In anderen Städten und Gemeinden werden alte Baumärkte zu Unterkünften umfunktioniert. So auch in Lohfelden, einem Vorort von Kassel. Um der Bevölkerung die Lagerpolitik nahezubringen, werden Bürgerversammlungen abgehalten, auf denen sich dann allerdings die rassistische Stimmung entlädt. Der lokale Pegida-Ableger Kagida («Kassel gegen die Islamisierung des Abendlandes») hatte zur Teilnahme an der Versammlung am 14. Oktober 2015 im Bürgerhaus Lohfelden aufgerufen, viele Anhänger*innen waren dem Aufruf gefolgt. Unter ihnen auch die späteren Angeklagten Stephan Ernst und Markus H.


Die Stimmung war von Beginn an aufgeheizt. Hier sagte Lübcke den Satz, der ihn zur Zielscheibe der Rechten machen sollte: «Ich würde sagen, es lohnt sich, in unserem Land zu leben. Da muss man für Werte eintreten. Und wer diese Werte nicht vertritt, der kann jederzeit dieses Land verlassen, wenn er nicht einverstanden ist.» Markus H. filmte die Szene, schnitt sie zusammen und lud sie auf seinem Youtube-Kanal hoch.
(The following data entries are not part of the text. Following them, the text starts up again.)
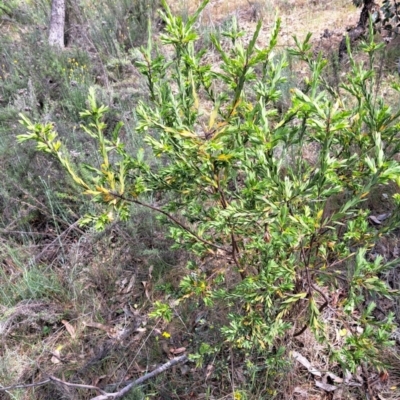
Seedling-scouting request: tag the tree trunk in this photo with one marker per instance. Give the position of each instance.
(57, 22)
(359, 31)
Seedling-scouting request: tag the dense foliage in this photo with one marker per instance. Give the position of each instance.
(271, 203)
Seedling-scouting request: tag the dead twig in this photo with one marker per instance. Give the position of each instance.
(104, 395)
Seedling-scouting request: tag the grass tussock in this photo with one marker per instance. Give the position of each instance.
(75, 303)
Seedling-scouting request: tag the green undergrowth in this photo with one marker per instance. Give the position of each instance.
(249, 212)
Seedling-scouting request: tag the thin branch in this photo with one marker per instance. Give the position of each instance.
(137, 382)
(172, 218)
(22, 386)
(78, 385)
(104, 395)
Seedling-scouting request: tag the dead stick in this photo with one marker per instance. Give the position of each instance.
(22, 386)
(137, 382)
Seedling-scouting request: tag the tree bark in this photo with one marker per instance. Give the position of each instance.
(57, 22)
(361, 28)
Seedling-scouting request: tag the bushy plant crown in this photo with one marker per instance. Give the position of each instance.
(279, 238)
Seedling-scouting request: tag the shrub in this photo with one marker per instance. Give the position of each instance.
(281, 234)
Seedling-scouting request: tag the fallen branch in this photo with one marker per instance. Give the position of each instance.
(104, 395)
(137, 382)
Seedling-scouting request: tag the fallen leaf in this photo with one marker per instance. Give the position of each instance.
(97, 325)
(70, 329)
(334, 377)
(325, 386)
(302, 360)
(178, 351)
(147, 287)
(130, 285)
(56, 358)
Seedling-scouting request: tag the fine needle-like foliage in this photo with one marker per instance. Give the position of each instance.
(281, 238)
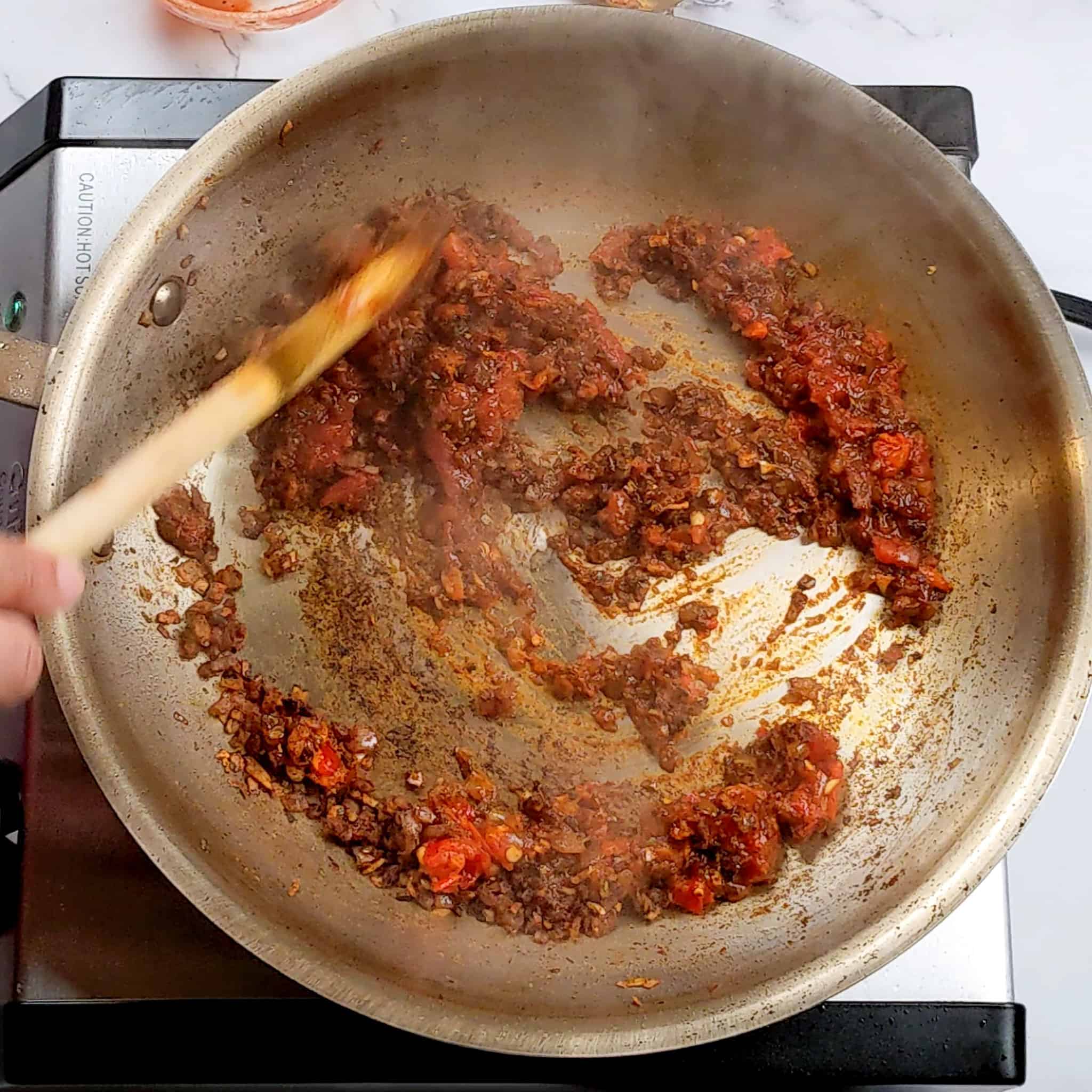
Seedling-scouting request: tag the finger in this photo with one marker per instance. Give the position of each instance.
(34, 582)
(20, 657)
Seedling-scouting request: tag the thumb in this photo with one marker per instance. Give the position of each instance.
(34, 582)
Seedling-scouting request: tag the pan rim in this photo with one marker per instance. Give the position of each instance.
(986, 834)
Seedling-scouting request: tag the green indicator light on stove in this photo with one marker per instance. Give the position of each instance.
(14, 312)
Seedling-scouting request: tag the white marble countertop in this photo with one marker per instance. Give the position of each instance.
(1027, 63)
(1029, 70)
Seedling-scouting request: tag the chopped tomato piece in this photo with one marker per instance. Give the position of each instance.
(505, 847)
(890, 453)
(693, 894)
(897, 552)
(350, 492)
(452, 864)
(768, 248)
(327, 767)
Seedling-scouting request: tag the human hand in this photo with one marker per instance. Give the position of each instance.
(31, 583)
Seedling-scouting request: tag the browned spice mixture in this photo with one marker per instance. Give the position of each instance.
(552, 866)
(852, 462)
(437, 390)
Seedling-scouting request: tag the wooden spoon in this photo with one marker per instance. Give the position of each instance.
(253, 392)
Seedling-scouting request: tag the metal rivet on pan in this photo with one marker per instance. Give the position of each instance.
(167, 302)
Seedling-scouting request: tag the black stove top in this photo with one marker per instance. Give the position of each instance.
(168, 1000)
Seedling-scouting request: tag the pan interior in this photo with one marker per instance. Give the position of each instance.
(575, 129)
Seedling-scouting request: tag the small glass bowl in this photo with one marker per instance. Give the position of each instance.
(248, 15)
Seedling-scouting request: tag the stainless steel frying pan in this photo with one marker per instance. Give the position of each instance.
(576, 119)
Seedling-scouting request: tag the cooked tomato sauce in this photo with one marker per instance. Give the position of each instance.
(839, 381)
(553, 866)
(437, 391)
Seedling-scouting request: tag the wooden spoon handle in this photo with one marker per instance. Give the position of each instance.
(244, 399)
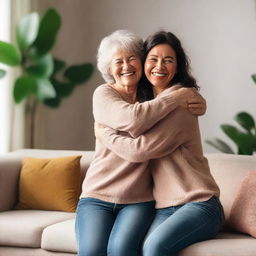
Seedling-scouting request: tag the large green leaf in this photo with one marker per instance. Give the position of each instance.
(48, 29)
(9, 55)
(246, 121)
(2, 73)
(24, 87)
(78, 74)
(42, 67)
(27, 30)
(58, 65)
(45, 89)
(244, 141)
(220, 145)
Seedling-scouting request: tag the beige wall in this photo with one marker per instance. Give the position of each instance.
(219, 37)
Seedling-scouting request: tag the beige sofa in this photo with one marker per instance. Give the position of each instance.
(36, 232)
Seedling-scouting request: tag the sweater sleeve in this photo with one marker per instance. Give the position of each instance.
(111, 110)
(166, 136)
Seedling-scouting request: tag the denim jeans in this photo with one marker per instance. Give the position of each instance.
(104, 228)
(175, 228)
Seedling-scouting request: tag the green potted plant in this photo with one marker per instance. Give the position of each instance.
(44, 79)
(244, 139)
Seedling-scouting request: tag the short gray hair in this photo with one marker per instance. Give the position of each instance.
(120, 39)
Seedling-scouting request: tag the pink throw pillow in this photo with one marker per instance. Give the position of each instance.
(243, 213)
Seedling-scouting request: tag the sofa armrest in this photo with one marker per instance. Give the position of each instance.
(9, 177)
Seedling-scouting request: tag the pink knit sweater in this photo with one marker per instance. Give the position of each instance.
(180, 171)
(110, 177)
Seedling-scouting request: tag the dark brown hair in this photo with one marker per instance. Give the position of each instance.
(182, 76)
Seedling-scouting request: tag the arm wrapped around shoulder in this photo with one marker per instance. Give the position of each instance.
(167, 135)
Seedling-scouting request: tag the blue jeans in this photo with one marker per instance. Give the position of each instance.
(175, 228)
(104, 228)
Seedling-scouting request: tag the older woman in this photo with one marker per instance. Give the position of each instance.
(116, 205)
(188, 208)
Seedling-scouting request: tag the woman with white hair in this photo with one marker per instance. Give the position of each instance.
(116, 206)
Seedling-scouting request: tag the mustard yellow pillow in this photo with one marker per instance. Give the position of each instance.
(50, 184)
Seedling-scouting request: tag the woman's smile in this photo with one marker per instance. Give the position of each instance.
(160, 66)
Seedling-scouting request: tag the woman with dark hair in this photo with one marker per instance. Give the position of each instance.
(186, 194)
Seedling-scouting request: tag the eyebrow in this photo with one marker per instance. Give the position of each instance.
(166, 57)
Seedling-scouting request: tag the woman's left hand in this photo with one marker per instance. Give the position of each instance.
(99, 131)
(197, 105)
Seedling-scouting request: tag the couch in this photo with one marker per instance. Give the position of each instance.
(48, 233)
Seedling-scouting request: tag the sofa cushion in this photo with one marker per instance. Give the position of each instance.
(24, 227)
(243, 213)
(50, 184)
(229, 171)
(60, 237)
(15, 251)
(225, 244)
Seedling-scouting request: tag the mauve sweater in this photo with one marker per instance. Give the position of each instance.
(110, 177)
(180, 171)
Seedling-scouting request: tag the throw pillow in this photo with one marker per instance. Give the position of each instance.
(50, 184)
(243, 212)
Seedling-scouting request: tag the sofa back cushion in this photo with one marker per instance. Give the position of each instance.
(229, 171)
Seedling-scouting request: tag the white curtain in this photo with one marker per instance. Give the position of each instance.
(12, 118)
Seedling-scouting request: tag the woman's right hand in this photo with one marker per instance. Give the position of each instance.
(190, 99)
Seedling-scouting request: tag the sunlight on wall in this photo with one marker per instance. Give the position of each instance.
(5, 82)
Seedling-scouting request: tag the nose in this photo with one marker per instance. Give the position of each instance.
(126, 64)
(159, 64)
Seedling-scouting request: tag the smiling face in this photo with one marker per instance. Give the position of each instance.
(160, 66)
(126, 68)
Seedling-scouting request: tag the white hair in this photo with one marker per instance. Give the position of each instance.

Das Video wurde oft geteilt und in verschiedenen Momenten der rassistischen Mobilisierung aufgegriffen, unter anderem von dem Katzenkrimi-Autor und Compact-Kolumnisten Akif Pirinçci und der Ex-CDUlerin und heutigen Vorsitenden der AfD-nahen Desiderius-Erasmus-Stiftung, Erika Steinbach. Walter Lübcke erhielt Drohungen, seine Adresse wurde im Internet veröffentlicht.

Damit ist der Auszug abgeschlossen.